Tabii uyaran bağımlılığının yarattığı sarhoşluğun karanlık yönleri de var, diğer bağımlılıklarda olduğu gibi. Yürekleri dinleyecek zaman bırakmayan bir tempo ve günlük yaşamda nerede ne zaman çıkacağı belli olmayan savaşlarla baş etme zorunluluğu sonucu yaşanan yabancılaşma ve yalnızlık

Bir başka deyişle, dış dünyadan gelen uyaran bombardımanıyla zenginleşen beyin/zihinler, iç dünyalarından giderek daha az uyaran alır hale gelerek bir başka yönden fakirleşiyorlar. Üstelik buna, kentle bütünleşememiş bölgelerde yaşayan insanlarda  soyutlanmışlık duyguları da eklenebiliyor. “Bir şeyler var, ama herkes için değil” düşüncesi eşliğinde yaşanan.
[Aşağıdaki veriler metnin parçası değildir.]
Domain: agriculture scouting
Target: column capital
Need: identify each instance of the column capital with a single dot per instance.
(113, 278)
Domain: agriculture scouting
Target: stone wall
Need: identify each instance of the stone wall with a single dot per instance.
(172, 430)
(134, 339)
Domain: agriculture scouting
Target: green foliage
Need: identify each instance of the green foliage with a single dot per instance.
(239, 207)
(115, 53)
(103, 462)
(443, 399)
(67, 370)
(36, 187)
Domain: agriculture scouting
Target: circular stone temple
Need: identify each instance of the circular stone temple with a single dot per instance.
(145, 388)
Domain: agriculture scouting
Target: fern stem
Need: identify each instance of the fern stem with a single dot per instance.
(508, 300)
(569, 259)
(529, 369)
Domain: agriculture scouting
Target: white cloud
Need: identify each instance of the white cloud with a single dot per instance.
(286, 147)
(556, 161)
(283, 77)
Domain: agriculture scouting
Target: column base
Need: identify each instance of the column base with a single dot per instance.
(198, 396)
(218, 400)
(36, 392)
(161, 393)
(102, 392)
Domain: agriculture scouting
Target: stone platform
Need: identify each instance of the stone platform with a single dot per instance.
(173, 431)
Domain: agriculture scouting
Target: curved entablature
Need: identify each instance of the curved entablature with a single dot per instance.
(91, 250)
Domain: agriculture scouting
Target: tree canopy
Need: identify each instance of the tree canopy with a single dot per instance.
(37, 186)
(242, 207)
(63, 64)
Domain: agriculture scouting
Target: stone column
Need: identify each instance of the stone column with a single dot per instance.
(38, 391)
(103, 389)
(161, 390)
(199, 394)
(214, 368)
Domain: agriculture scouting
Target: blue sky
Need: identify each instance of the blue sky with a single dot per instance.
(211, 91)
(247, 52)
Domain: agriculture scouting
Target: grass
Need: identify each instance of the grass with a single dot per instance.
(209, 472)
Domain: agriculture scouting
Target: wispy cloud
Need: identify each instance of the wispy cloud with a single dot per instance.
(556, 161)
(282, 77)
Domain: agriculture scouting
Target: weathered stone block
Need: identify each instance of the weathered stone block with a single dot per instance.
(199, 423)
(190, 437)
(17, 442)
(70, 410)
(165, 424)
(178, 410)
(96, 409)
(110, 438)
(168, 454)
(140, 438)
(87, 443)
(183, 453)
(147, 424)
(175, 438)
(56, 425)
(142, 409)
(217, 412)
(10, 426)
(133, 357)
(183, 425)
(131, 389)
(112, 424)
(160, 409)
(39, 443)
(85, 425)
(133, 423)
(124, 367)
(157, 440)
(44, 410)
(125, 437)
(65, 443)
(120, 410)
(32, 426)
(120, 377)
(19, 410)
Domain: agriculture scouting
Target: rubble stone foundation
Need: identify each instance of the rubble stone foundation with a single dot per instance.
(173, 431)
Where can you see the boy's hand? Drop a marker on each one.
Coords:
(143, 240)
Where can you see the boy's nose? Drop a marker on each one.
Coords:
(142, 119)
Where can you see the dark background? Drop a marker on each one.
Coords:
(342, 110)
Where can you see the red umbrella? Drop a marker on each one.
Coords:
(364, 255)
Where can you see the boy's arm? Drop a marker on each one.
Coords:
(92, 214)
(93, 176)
Hatta bazıları, kuşaklardır yakın dostları olan doğadan kopmanın yarattığı köksüzlük duygularının acısı ve yasıyla birlikte. Üstesinden gelinmesi kolay olmayan yaşantılar bunlar ve işte o zaman bazı beyin/zihinler uyaran fakiri iç ve dış dünyalarda sıkışıp kalıyorlar, çevrelerinde ne olup bittiğini kavrayamadan, kimi ise dış dünya uyaranlarıyla aşırı beslenirken, iç dünyalarından ulaşan uyaranların sesi giderek duyulmaz oluyor.” (s.72)

“Erich Fromm’a göre olgun ve üretken bireyin kimlik duygusu, benliğini kendisine yön verecek güçleri yine kendi elinde bulunduran bir varlık olarak algılamasından kaynaklanır.” (s.89)

“Durumla süreç arasındaki farkı kavradıktan sonra da yıllarca, süreçlerin bir çizgi üzerinde aktıkları yanılgısını yaşadım. Oysa hayvanlar ve bebekler şimdiki anın sonsuz sürekliliğini yaşayabiliyor olmalılar, doğmuş olduklarını ve bir gün öleceklerini bilmediklerinden zamanı ölçmeyi de bilmiyorlar, gerekmediğinden.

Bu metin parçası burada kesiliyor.